A recent trend has taken over TikTok called “Girl Math” that has been all over my “for you page”. It has amassed millions of views from people all over the world, including a few in the Meridian office, and even has it’s own theme song.
Girl math is essentially a type mental accounting in that you justify certain spending.
Examples of Girl Math include:
- If you pay in cash for something, it is “free” as the money is no longer (or never was) in your bank account. Think monopoly money.
- Using a gift card to purchase something, whether or not you bought the gift card, your purchase is “free.”
- “If I am looking at buying something for $60 online and shipping is $20, but I get free shipping if I spend $100, then I am definitely spending $100 – and in my head, I saved $20 on shipping, because even though I spent an extra $40 to get to $100, I got a tangible product for that, whereas to me shipping is intangible and I get nothing from it.”
- Loading your Starbucks or Chick-fil-A app up with money so when you use the app it’s “free” coffee or nuggets.
- The balance in your Venmo account and paying someone using that balance, is “free”.
- Using rewards from a credit card is “free”.
- If you save more money than you spent on a item due to it being on sale, it’s “free”.
I’ve been guilty of just about all of these examples.
While it’s comforting to know that I’m not alone in this logic, it’s not really all that logical when you break it down. There’s no such thing as “free” money (other than your employer match in your 401k). Brad Olsen, principal economist at Infometrics “I understand why there’s a need to justify spending in this economy.”
Mental accounting can distort our perceptions of money and lead us to spend based on intuition, rather than reason. Luckily, by making a concerted effort to break these bad financial habits, it is possible to prevent yourself from making these mistakes. The best thing you can do to avoid mental accounting is to be deliberate with your money: think critically about your spending habits including the whole picture with your long term goals in mind, and honestly ask yourself if there is any room for improvement.

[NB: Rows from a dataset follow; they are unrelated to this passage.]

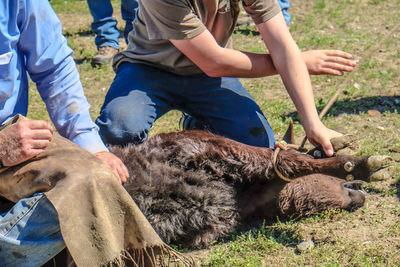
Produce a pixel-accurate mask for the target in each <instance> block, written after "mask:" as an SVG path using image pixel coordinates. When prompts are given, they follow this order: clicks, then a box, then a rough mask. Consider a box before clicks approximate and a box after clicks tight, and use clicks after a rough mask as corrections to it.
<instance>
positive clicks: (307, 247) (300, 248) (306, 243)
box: [296, 239, 315, 253]
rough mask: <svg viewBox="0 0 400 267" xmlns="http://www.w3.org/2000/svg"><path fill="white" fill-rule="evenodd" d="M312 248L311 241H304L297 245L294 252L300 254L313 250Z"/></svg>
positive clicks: (299, 243)
mask: <svg viewBox="0 0 400 267" xmlns="http://www.w3.org/2000/svg"><path fill="white" fill-rule="evenodd" d="M314 246H315V245H314V242H313V241H312V240H311V239H310V240H305V241H302V242H300V243H299V244H297V246H296V250H297V252H299V253H301V252H305V251H308V250H311V249H313V248H314Z"/></svg>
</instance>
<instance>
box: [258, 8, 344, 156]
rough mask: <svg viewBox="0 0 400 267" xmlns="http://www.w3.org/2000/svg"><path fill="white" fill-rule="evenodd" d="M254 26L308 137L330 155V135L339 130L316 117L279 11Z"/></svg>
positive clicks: (301, 63) (338, 133) (339, 135)
mask: <svg viewBox="0 0 400 267" xmlns="http://www.w3.org/2000/svg"><path fill="white" fill-rule="evenodd" d="M257 26H258V29H259V31H260V33H261V35H262V37H263V39H264V40H265V44H266V46H267V47H268V50H269V51H270V52H271V57H272V60H273V62H274V65H275V67H276V69H277V71H278V73H279V74H280V75H281V77H282V81H283V83H284V85H285V87H286V89H287V91H288V93H289V95H290V97H291V99H292V100H293V103H294V104H295V106H296V109H297V111H298V113H299V116H300V120H301V122H302V125H303V127H304V130H305V131H306V134H307V137H308V139H309V140H310V142H311V143H313V144H314V145H317V144H321V145H322V147H323V148H324V151H325V153H326V154H327V155H329V156H331V155H333V148H332V145H331V143H330V139H331V138H333V137H337V136H340V135H341V134H340V133H338V132H335V131H332V130H330V129H328V128H326V127H325V126H324V125H323V124H322V122H321V120H320V119H319V117H318V113H317V110H316V107H315V103H314V95H313V91H312V87H311V81H310V77H309V75H308V71H307V66H306V64H305V62H304V60H303V58H302V55H301V52H300V50H299V49H298V47H297V45H296V43H295V42H294V40H293V38H292V36H291V35H290V33H289V31H288V29H287V27H286V25H285V22H284V19H283V17H282V15H281V14H278V15H277V16H275V17H273V18H272V19H270V20H268V21H266V22H264V23H261V24H259V25H257Z"/></svg>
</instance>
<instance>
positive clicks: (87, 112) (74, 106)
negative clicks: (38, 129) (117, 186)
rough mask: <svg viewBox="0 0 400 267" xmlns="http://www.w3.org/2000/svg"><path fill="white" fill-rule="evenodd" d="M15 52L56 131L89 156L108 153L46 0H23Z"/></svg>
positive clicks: (86, 99)
mask: <svg viewBox="0 0 400 267" xmlns="http://www.w3.org/2000/svg"><path fill="white" fill-rule="evenodd" d="M24 2H25V5H24V7H25V10H23V11H22V13H21V14H22V15H21V16H22V17H23V18H22V19H21V24H20V31H21V33H20V40H19V44H18V45H19V49H20V50H21V51H22V52H23V53H24V55H25V60H26V68H27V70H28V72H29V75H30V77H31V79H32V80H33V81H34V82H35V83H36V86H37V89H38V91H39V93H40V95H41V97H42V99H43V101H44V102H45V103H46V107H47V110H48V112H49V115H50V118H51V120H52V121H53V123H54V125H55V127H56V129H57V131H58V132H59V133H60V134H61V135H62V136H64V137H66V138H68V139H69V140H71V141H73V142H75V143H77V144H78V145H80V146H82V147H83V148H85V149H87V150H88V151H90V152H92V153H96V152H100V151H108V149H107V148H106V147H105V145H104V144H103V142H102V141H101V139H100V136H99V134H98V128H97V126H96V125H95V124H94V123H93V121H92V119H91V117H90V114H89V108H90V105H89V103H88V101H87V99H86V97H85V96H84V92H83V88H82V84H81V82H80V79H79V73H78V70H77V68H76V65H75V62H74V60H73V58H72V56H71V55H72V53H73V51H72V49H71V48H69V47H68V45H67V40H66V39H65V37H64V36H63V35H62V29H61V23H60V21H59V19H58V18H57V16H56V14H55V12H54V11H53V9H52V8H51V6H50V4H49V2H48V0H35V1H32V0H26V1H24Z"/></svg>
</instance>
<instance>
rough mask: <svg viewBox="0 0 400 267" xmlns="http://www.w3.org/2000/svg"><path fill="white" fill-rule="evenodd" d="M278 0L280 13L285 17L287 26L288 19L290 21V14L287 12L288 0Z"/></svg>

Using a tool like Mint.com will clearly show you exactly where your funds are going every month. With Mint you can set realistic goals and budget to live within your means. And don’t forget to “pay yourself first” by putting money into savings after paying your bills so you can buy the nice dress, vacation, or new tires (boring)! without relying on credit cards or “free money”.
Not to throw ladies under the bus on this one, men are equally as guilty: the amount of money spent of golf balls that are forever lost on the course is astronomical.